Outdoor Advertising ROI Statistics
The outstanding return on investment for outdoor advertising isn’t opinion; it’s fact. Consider these compelling statistics:
- Outdoor ads have the lowest cost per thousand (CPM) of almost any medium, ranging from $2 to $7, and that efficiency also means they deliver high return on the relatively low investment.
- Billboards have an astounding 497% return on investment, according to the Out of Home Advertising Association of America (OAAA).
- Billboard advertisers see a return of $6 for every $1 they spend on advertising, that same study found.
- OOH isn’t just great alone. Adding out of home to a mobile advertising campaign can improve ROI by 316%, per OAAA.
Ways to Improve ROI for Outdoor Advertising
Ultimately, ROI is about being seen. The best way to raise your return on investment is to ensure your campaign gets seen by as many people as possible, which increases the chances of more purchases or website visits. A few ways you can improve your ROI include:
- Identify your target audience better. You can put a great campaign in a place where your target audience doesn’t hang out and get a terrible ROI, even though you executed all other aspects of the campaign to perfection. So, for instance, don’t run a campaign for surfboards in a landlocked state.

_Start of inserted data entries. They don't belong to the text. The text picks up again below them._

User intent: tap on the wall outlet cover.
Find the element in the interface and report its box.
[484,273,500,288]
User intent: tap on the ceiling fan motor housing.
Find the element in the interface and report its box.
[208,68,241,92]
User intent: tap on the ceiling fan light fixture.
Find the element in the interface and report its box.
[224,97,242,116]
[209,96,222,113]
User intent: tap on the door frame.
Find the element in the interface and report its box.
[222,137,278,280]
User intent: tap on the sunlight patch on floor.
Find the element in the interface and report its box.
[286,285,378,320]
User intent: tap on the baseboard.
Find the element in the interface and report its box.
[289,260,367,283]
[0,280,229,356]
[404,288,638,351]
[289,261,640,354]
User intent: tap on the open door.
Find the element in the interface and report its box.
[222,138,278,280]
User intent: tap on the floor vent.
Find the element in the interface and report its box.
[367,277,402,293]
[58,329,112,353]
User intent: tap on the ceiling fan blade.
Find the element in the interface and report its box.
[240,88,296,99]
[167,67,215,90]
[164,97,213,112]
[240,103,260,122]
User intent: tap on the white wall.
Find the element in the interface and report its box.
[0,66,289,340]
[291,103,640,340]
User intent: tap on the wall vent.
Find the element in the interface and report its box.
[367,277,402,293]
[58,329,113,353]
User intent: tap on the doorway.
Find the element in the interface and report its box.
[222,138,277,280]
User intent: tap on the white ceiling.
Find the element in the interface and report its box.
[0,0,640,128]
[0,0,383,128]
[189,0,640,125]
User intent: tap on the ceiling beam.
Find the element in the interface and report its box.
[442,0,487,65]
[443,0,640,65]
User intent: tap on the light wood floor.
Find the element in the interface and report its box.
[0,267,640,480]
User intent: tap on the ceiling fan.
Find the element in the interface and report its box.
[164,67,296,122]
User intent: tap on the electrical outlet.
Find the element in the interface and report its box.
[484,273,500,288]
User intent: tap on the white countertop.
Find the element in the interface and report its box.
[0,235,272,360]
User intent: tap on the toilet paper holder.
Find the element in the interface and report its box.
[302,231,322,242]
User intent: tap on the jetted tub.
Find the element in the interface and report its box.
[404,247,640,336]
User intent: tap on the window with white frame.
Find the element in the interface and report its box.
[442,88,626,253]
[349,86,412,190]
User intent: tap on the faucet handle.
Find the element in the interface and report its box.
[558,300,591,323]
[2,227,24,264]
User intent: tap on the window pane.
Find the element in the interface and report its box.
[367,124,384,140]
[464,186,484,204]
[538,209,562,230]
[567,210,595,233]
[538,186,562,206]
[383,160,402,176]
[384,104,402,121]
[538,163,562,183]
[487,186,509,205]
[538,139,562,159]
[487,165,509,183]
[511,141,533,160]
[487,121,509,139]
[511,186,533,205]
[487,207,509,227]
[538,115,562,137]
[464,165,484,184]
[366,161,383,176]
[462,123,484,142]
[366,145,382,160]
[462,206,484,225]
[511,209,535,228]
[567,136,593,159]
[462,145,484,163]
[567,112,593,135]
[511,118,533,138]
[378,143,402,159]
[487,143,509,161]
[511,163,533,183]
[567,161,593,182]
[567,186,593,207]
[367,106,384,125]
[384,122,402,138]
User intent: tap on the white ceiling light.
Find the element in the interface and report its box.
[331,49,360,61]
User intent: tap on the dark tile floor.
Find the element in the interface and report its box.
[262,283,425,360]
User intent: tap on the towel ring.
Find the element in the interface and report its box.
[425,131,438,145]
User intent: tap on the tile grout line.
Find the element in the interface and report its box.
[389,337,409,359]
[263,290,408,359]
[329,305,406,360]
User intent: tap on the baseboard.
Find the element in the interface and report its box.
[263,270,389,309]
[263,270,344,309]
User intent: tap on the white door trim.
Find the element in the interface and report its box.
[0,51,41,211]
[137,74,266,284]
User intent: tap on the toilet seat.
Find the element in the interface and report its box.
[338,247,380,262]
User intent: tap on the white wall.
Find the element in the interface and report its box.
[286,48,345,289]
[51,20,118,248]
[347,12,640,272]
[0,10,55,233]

- Find the best medium for your message. Billboards are awesome, and they work for almost everyone — but have you considered bench advertising? Wild posting? Experiential advertising? Depending on what you’re selling, a different form of outdoor advertising may connect with an even more engaged audience and naturally raise your ROI.
- Perfect your budget. This doesn’t necessarily mean lowering the budget. It might be that by taking a bigger swing (advertising in Times Square vs. getting a little-noticed but way cheaper board in Brooklyn) will boost your ROI because you connect with more potential customers, and more people see and act on your message.
- Hone your creative. The best messaging tends to be the simplest. If someone has to look at your board for more than two seconds to understand what’s going on, you made it too complicated, and you may poorly impact your return on investment. Make your message straightforward.
- Simplify your call to action. If you give people a website, a promo code and a hashtag, they’re going to be confused—should they be surfing, shopping or tweeting? In all likelihood, they’ll feel overwhelmed and do none of those things, moving on to the next billboard. A short, simple call to action ensures people follow through, raising your ROI.